Se la concessione di aiuti di Stato abbia effetti per la maggior parte positivi o negativi non è definibile a priori. Sicuramente fino al 2008 la politica della Commissione Europea ha previsto delle progressive riduzioni di questi aiuti. Ovviamente se concessi in quantità eccessive possono solo danneggiare la concorrenza e infatti si è preferito concedere meno aiuti ma mirati al raggiungimento di determinati obbiettivi. Con l’arrivo della crisi però questa politica è cambiata e si è tornati a concedere grandi quantità di sovvenzioni pubbliche alle case automobilistiche.

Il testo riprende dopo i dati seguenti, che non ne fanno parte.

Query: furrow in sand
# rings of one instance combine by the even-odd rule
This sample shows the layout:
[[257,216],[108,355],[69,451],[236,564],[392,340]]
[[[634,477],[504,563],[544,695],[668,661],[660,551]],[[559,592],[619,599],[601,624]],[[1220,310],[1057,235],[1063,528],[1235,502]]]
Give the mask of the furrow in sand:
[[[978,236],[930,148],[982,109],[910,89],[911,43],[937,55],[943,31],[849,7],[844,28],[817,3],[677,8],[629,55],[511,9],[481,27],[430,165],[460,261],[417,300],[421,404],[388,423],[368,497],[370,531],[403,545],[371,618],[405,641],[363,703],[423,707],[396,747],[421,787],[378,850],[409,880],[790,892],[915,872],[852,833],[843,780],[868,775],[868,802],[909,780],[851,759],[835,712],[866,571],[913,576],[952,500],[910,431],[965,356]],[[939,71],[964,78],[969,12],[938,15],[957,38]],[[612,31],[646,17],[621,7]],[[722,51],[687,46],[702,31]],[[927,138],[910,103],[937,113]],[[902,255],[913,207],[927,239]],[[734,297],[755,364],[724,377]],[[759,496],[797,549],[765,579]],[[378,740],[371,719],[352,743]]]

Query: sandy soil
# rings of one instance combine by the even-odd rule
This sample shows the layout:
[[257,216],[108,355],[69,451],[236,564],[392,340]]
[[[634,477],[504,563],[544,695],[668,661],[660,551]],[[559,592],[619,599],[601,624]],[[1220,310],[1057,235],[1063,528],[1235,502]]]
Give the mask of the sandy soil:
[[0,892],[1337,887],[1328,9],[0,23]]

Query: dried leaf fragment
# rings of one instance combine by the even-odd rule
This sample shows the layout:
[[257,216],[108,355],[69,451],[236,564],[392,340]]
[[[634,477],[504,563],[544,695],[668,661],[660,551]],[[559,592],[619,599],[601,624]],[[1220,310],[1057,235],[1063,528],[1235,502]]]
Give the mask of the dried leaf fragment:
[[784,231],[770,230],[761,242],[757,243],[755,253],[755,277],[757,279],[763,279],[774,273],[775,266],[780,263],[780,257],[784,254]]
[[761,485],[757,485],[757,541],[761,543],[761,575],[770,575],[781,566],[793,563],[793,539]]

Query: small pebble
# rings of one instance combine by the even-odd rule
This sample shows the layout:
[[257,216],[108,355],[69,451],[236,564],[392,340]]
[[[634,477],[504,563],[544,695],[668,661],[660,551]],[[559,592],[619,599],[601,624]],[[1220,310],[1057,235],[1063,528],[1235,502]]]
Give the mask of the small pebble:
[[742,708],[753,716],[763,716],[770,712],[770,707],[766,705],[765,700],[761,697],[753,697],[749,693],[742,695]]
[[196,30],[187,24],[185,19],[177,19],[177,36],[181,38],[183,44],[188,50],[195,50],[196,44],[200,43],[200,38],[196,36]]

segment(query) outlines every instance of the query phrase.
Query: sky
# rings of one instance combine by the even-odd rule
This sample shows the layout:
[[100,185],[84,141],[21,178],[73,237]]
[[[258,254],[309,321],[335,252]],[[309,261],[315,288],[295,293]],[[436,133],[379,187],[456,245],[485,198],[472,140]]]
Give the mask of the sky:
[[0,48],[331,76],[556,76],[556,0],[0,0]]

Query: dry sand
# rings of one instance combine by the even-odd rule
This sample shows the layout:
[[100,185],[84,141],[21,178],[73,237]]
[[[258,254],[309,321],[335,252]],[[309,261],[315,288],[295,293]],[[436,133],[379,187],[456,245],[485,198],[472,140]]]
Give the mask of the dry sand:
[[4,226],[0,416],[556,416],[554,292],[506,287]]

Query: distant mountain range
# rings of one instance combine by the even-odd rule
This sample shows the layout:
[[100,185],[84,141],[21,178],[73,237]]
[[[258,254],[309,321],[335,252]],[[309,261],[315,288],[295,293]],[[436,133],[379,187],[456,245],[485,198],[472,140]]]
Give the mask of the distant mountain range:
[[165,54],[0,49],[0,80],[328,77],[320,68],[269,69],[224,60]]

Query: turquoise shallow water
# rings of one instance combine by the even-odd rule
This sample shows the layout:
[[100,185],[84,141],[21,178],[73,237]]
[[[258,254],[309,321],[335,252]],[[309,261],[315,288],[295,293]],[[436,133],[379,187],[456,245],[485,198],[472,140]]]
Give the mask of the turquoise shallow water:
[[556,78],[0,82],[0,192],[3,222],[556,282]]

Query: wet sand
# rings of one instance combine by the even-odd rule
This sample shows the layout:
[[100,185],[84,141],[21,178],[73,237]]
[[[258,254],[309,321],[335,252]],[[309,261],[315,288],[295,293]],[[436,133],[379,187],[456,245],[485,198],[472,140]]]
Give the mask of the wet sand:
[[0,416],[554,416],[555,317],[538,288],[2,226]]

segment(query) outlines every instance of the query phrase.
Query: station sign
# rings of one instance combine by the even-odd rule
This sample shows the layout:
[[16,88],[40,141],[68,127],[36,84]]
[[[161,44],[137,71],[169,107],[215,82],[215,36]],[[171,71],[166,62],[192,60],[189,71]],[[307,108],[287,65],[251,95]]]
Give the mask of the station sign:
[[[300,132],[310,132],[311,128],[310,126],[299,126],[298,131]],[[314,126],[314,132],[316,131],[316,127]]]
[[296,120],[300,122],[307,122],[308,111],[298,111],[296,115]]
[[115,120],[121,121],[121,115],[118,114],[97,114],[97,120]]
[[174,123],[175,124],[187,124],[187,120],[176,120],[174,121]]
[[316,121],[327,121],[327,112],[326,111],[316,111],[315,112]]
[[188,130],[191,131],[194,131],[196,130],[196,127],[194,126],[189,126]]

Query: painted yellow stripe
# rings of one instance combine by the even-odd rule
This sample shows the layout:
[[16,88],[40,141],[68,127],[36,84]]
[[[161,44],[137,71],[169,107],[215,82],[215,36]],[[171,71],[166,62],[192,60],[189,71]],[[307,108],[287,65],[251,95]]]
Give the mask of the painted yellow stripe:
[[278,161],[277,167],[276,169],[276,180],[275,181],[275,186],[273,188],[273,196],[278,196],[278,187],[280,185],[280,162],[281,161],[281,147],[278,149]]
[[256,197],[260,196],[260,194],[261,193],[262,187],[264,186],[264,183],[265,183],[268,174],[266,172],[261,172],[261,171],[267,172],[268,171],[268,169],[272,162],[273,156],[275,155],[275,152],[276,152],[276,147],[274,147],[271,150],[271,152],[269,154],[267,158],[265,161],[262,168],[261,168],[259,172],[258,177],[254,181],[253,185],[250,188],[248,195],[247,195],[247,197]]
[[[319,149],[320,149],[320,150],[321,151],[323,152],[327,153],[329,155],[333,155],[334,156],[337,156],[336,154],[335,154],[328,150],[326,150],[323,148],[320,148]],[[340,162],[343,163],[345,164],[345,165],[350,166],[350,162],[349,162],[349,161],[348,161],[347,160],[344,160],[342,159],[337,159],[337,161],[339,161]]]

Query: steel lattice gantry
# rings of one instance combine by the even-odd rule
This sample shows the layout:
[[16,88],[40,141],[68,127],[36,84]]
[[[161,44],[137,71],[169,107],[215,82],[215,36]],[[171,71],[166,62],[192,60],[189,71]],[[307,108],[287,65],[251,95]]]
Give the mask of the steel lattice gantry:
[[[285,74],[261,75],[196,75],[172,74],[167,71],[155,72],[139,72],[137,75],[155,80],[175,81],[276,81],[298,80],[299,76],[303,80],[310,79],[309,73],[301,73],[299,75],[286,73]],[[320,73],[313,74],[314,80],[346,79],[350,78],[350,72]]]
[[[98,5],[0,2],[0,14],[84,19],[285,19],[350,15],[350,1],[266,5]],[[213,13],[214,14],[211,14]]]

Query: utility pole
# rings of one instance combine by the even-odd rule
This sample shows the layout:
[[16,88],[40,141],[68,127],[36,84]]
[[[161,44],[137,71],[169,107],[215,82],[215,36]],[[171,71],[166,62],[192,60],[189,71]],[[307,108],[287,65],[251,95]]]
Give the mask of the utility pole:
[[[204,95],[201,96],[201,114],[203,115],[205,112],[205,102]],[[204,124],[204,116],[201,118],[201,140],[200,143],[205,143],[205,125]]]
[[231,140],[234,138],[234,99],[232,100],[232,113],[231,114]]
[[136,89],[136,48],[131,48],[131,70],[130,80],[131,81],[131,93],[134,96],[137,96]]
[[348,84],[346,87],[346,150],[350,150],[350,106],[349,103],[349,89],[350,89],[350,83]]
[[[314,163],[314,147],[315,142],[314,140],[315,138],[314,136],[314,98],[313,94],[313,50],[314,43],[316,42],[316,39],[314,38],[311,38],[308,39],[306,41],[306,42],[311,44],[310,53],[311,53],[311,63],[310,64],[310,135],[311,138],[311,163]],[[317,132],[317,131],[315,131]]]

Tuttora non è chiaro se questo cambiamento nelle politiche europee è motivato da un aumento di efficienza oppure dalle semplici pressioni della potente industria automobilistica.

Sicuramente il trend che vede un incremento dei prestiti a tasso agevolato concessi dalla EIB e degli incentivi alla rottamazione, contro una riduzione degli aiuti diretti è una notizia positiva. Il prestito a tasso agevolato consente alle imprese di fare innovazione e di reperire quelle risorse che altrimenti per colpa delle asimmetrie informative sarebbero state reperite a tassi gravosi; oppure non reperite affatto (credit crunch). Anche gli incentivi alla rottamazione sono uno strumento positivo. In primis perché potenzialmente favoriscono tutte le imprese presenti sul mercato. In secondo luogo spingono i consumatori a fare degli acquisti più responsabili nei confronti dell’ambiente. Come gli incentivi incideranno nelle politiche di prezzo dei produttori sarà argomento dell’ultimo capitolo.